Pablo Escobar Gaviria died 22 years ago, on December 2, 1993. According to his family, he committed suicide by shooting himself in the head when he found himself trapped by the police, with no escape route.
“In the 1990s Medellin reached a level of 390 homicides per 100,000 inhabitants, and a good portion of the responsibility for that figure belongs to the advent of the drug trade. It has been a lifestyle choice for many people, feeding off the crisis generated by the drop in industrial production,” Jorge Mejía, Adviser for Peace and Reconciliation of the Mayoralty of Medellin, explained to me in an interview.

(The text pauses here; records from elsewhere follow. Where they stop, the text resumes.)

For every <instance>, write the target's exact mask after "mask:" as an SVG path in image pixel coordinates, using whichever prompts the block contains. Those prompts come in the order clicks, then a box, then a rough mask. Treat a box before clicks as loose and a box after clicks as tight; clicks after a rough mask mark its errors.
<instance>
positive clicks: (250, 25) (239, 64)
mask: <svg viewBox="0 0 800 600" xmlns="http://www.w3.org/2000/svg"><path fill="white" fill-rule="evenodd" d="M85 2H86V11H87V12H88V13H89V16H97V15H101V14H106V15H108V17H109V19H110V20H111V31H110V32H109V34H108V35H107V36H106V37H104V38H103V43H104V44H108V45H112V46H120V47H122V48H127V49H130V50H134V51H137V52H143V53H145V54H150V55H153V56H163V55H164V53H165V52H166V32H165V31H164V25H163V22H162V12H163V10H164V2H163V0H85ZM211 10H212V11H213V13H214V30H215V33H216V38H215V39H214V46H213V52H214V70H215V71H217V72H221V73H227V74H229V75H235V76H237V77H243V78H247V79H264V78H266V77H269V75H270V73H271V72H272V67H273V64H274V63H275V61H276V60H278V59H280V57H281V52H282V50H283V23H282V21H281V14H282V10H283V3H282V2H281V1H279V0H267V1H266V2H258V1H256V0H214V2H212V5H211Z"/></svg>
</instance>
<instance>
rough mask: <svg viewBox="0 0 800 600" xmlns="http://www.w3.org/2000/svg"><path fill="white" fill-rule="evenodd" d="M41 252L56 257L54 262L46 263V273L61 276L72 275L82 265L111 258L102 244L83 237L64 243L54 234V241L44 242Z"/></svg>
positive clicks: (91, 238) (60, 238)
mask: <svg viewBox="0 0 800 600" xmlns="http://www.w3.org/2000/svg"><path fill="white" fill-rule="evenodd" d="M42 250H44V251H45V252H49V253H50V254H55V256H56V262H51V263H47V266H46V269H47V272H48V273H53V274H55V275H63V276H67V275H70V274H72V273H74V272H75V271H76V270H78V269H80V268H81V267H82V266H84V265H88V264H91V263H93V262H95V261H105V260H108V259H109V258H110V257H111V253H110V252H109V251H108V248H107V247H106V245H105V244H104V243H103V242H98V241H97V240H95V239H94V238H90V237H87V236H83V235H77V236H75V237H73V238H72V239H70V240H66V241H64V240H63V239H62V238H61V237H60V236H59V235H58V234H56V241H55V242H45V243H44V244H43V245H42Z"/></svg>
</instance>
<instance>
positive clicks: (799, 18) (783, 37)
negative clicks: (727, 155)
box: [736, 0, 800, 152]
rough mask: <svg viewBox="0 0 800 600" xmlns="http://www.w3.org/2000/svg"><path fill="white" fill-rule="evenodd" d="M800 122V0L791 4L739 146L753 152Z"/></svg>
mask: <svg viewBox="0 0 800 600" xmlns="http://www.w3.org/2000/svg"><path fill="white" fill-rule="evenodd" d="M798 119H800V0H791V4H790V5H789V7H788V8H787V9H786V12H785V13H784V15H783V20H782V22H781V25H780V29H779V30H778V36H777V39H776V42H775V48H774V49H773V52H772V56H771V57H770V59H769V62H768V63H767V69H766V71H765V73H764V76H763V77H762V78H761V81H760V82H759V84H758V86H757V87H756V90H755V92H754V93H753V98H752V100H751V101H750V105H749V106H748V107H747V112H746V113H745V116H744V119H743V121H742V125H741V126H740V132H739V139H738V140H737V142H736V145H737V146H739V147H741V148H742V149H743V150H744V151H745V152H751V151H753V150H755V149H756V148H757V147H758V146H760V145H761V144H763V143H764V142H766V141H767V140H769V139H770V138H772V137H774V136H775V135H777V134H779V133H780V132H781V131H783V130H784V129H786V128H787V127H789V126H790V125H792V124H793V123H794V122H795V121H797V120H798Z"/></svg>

He says that today the death rate is barely above 16 per 100,000 inhabitants. “This reduction in murders and criminality has to do with the fact that a good part of the city rejected the notion of illegality. Pablo Escobar is not fondly remembered by the majority of the population. Besides, the State started to make its presence known in the territory, and there was a strong social investment in the most unprotected sectors.”
In 2013 Medellin was awarded the prize of the most innovative city in the world, thanks to the sudden drop in homicides and its investment in infrastructure. The latter led to the construction of Colombia’s only subway, libraries and cultural centers in zones affected by the violence, and escalators and funiculars that give access to the humblest and most distant neighborhoods.
Nonetheless, violence has not been eliminated from the city. What was Pablo Escobar’s cartel of Medellin has transformed into the Office of El Envigado, while from the remains of the narco-paramilitaries of the United Self-defense Troops of Colombia (AUC) the group called the Urabeños has emerged.
“Nowadays we are ‘pacified,’ but photos of disappeared people appear in the media every day,” affirmed Luis Fernando Quijano, Director of the Corporation for Peace and Social Development (Corpades), whom I met in his office. “Over the past 10-15 years, more than 4,000 people have been reported as disappeared in Medellin. This ought to serve as an alert.”
This non-governmental organization signals that the Office of El Envigado and the Urabeños presently control 70% of the territory of the “city of innovation,” and that the non-aggression agreement known as the Pistol Pact, signed between the two groups in 2013, is showing signs of deteriorating.